Fig. 1 is a schematic overall structure diagram of the present invention, fig. 2 is a schematic overall front view structure diagram of the present invention, fig. 3 is a schematic right view structure diagram of the present invention, and fig. 4 is a schematic left view structure diagram of the present invention; fig. 1 to 4 illustrate the main technical content of the present invention, and the present embodiment provides an automated apparatus for effectively enriching exosomes, comprising an operation table 13, wherein the upper end surface of the operation table 13 comprises a first zone, a second zone and a third zone; the centrifugal assembly 71 and the oscillating assembly 41 are arranged in the first area, and the waste collection structure and the reagent storage structure 51 are arranged in the second area; arranging a consumable material placing structure in the three zones; the lower part of the operating platform 13 comprises a control component and a power supply structure, the control component is connected with the power supply structure through a lead, and the power supply structure is respectively connected with the centrifugal component 71 and the oscillating component 41 through leads; the operation assembly comprises a liquid transferring structure 21 and a transplanting structure 22, the liquid transferring structure 21 is connected with the box body 11 in a sliding mode, and the transplanting structure 22 is connected with the box body 11 in a sliding mode; the control component is respectively in data connection with the liquid transferring structure 21 and the transplanting structure 22; a display 18, the display 18 is in data connection with the control component, and the display 18 comprises a function panel.

The present embodiment includes a case 11, and the case 11 includes a first space and a second space, and the first space is located above the second space. The first space is the experimental operating process space for the enrichment of exosomes. The first space comprises a sealing cover 12, the sealing cover 12 is movably connected with the box body 11, as shown in the figure, the sealing cover 12 is rotatably connected with the upper end of the box body 11, and when the experiment device is used, the sealing cover 12 is upwards lifted, and experiment operation is carried out after the operation table 13 is exposed. Alternatively, the sealing cover 12 may be rotatably connected to an outer side wall of the console 13, and the sealing cover 12 is rotated downward in use. Of course, the sealing cover 12 may be rotatably connected to the left or right side wall of the housing 11, and the sealing cover 12 may be opened leftward or rightward in use. In another embodiment, the sealing cover 12 may be a sliding door, the sealing cover 12 is slidably connected to the box 11, and the sliding sealing cover 12 exposes the operating platform 13 when in use. After the sealing cover 12 in this embodiment is closed, the first space can be relatively sealed, so that the first space can be kept clean, and the first space can be effectively sterilized. The box body 11 is a regular-shaped box body 11, the box body 11 in the embodiment is a rectangular box, and the box body 11 in another embodiment may be a cylindrical box or a square box. As shown in the figure, a shutdown key 14 and a disinfection key 15 are arranged on the outer side wall of the second space, a disinfection structure is arranged in the first space, and the disinfection key 15 is connected with the disinfection structure through a lead; the disinfection structure in this embodiment is an ultraviolet lamp; alternatively, the disinfection structure may also be an ozone generator. The ultraviolet lamp and the ozone generator can both play an effective role in disinfecting and sterilizing the first space.
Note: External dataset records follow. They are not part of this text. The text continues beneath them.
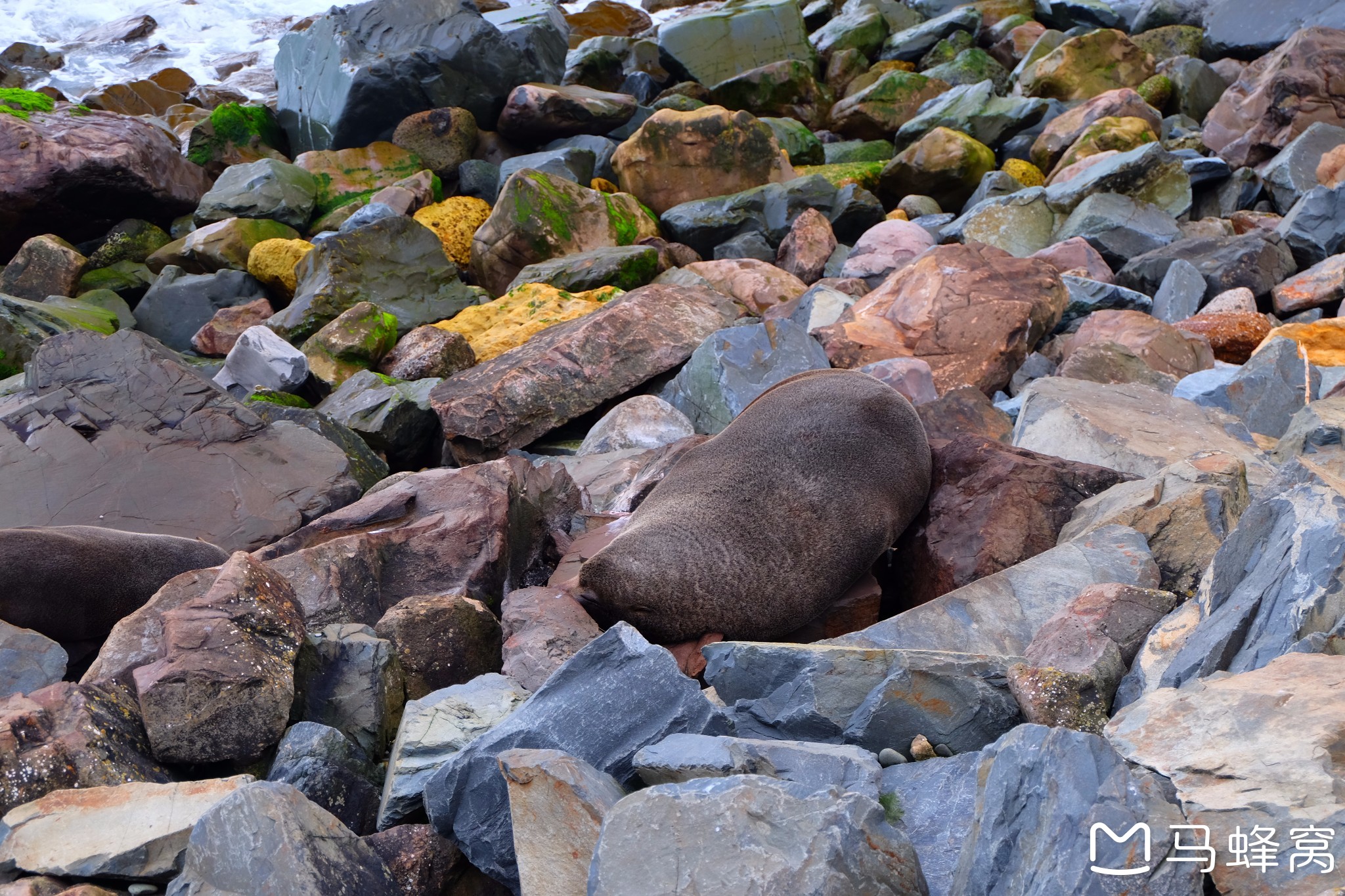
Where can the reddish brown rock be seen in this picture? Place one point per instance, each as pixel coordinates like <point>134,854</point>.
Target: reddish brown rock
<point>69,735</point>
<point>1063,131</point>
<point>806,249</point>
<point>218,335</point>
<point>572,368</point>
<point>1278,97</point>
<point>1161,345</point>
<point>1320,285</point>
<point>441,640</point>
<point>225,680</point>
<point>422,861</point>
<point>544,628</point>
<point>79,175</point>
<point>990,505</point>
<point>1076,255</point>
<point>1232,335</point>
<point>973,312</point>
<point>536,112</point>
<point>965,410</point>
<point>472,531</point>
<point>759,285</point>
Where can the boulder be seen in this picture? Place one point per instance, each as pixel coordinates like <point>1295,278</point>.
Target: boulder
<point>354,74</point>
<point>990,507</point>
<point>395,264</point>
<point>973,312</point>
<point>571,368</point>
<point>544,628</point>
<point>331,771</point>
<point>682,156</point>
<point>1188,736</point>
<point>556,803</point>
<point>540,217</point>
<point>223,680</point>
<point>748,833</point>
<point>72,736</point>
<point>136,829</point>
<point>77,175</point>
<point>1278,97</point>
<point>1129,427</point>
<point>269,832</point>
<point>634,695</point>
<point>1185,512</point>
<point>716,45</point>
<point>144,441</point>
<point>436,727</point>
<point>471,531</point>
<point>179,304</point>
<point>1039,793</point>
<point>735,366</point>
<point>441,640</point>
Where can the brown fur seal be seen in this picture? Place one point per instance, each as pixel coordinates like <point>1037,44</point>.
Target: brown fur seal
<point>763,527</point>
<point>76,582</point>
The collector 17 is arranged on the first side wall of the box body 11, the collector 17 is arranged to be a drawer, and the drawer is used for collecting experimental wastes such as waste liquid and waste liquid transferring gun heads thrown from the throwing port. After the experiment is completed, the drawer is pulled out, and the waste liquid and the waste inside are thrown into the garbage can.

As shown in FIG. 3, the side wall of the box 11 further includes an activation key 16, the activation key 16 is connected to the power supply structure through a wire, and the activation key 16 is connected to the control component. The second side wall of the box body 11 is provided with a first door body and a second door body, both the first door body and the second door body are rotatably connected with the second side wall of the box body 11, and parts in the second space can be maintained by opening the first door body and the second door body. The inside in second space still includes the cooling piece, and the cooling piece is the fan, and the fan is connected with control assembly, and the fan passes through the wire with power structure and is connected, and box 11 includes the air outlet. The fan plays the effect of giving whole box 11 cooling, guarantees the normal operating of spare part.
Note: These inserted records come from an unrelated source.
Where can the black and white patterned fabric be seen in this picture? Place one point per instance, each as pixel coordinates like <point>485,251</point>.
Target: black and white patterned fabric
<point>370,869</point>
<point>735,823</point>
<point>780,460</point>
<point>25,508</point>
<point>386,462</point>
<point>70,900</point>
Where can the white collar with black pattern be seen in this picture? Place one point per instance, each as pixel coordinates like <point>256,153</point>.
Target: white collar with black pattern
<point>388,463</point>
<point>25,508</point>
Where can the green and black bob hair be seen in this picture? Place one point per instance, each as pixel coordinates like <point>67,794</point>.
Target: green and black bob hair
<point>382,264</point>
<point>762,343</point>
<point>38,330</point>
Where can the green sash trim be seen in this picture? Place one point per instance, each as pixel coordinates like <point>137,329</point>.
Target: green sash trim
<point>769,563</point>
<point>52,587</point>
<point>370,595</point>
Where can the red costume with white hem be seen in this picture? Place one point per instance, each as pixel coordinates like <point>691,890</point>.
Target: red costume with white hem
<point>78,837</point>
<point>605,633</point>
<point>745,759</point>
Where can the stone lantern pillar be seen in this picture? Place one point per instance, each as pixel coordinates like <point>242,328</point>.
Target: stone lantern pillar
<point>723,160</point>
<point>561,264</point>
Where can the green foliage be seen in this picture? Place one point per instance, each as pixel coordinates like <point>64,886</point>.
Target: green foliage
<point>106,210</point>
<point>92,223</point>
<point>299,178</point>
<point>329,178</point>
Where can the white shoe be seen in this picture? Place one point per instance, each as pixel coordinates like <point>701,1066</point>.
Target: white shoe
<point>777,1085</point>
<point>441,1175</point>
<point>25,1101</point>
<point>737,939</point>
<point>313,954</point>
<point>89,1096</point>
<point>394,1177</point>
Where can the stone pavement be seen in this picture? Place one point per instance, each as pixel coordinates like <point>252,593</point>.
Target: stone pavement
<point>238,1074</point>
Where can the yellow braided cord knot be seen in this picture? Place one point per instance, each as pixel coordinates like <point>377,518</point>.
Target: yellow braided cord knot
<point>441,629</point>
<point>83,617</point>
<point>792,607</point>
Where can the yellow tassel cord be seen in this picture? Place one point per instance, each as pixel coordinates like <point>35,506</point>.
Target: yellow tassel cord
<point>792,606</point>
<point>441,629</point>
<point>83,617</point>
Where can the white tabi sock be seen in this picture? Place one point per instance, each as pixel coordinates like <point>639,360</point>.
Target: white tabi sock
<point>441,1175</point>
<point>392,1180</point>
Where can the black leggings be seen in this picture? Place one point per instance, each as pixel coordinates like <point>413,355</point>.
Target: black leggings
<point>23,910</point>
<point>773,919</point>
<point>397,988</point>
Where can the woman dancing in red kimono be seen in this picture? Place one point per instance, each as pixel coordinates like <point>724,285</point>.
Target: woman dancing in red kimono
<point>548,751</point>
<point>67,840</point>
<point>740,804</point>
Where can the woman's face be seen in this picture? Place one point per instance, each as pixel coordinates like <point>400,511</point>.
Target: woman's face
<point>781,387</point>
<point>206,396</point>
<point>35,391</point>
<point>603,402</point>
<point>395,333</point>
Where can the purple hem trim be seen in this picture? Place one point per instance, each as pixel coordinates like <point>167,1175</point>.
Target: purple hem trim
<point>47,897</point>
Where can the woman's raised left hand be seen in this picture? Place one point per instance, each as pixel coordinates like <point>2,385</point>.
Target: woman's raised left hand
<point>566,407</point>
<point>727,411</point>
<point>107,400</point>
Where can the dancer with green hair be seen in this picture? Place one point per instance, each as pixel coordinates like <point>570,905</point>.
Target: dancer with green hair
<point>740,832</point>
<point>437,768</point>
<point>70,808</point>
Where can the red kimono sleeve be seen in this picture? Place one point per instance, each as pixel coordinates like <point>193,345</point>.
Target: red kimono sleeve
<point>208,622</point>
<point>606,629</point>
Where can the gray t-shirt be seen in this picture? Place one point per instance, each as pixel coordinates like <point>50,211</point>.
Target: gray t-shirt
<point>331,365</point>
Fig. 5-6 show the first space and the operation table 13, fig. 7-8 show the first space and the second space, fig. 9 shows the liquid-transferring mechanism and the transplanting mechanism, as shown in fig. 5-9, a predetermined track 23 for the liquid-transferring structure 21 and the transplanting structure 22 to slide is arranged in the first space, the predetermined track 23 is fixedly connected with the inner wall of the box body 11, the liquid-transferring structure 21 comprises a first slide block, the transplanting structure 22 comprises a second slide block, the first slide block is connected with the predetermined track 23 in a sliding way, and the second slide block is connected with the predetermined track 23 in a sliding way; the inside of the liquid transferring structure 21 comprises a first driving motor, the inside of the transplanting structure 22 comprises a second driving motor, the first driving motor and the second driving motor are respectively in data connection with a control assembly, the control assembly controls the first driving motor and the second driving motor, the control assembly comprises a preset first stroke track and a preset second stroke track, the liquid transferring structure 21 moves along the first stroke track, and the transplanting structure 22 moves along the second stroke track.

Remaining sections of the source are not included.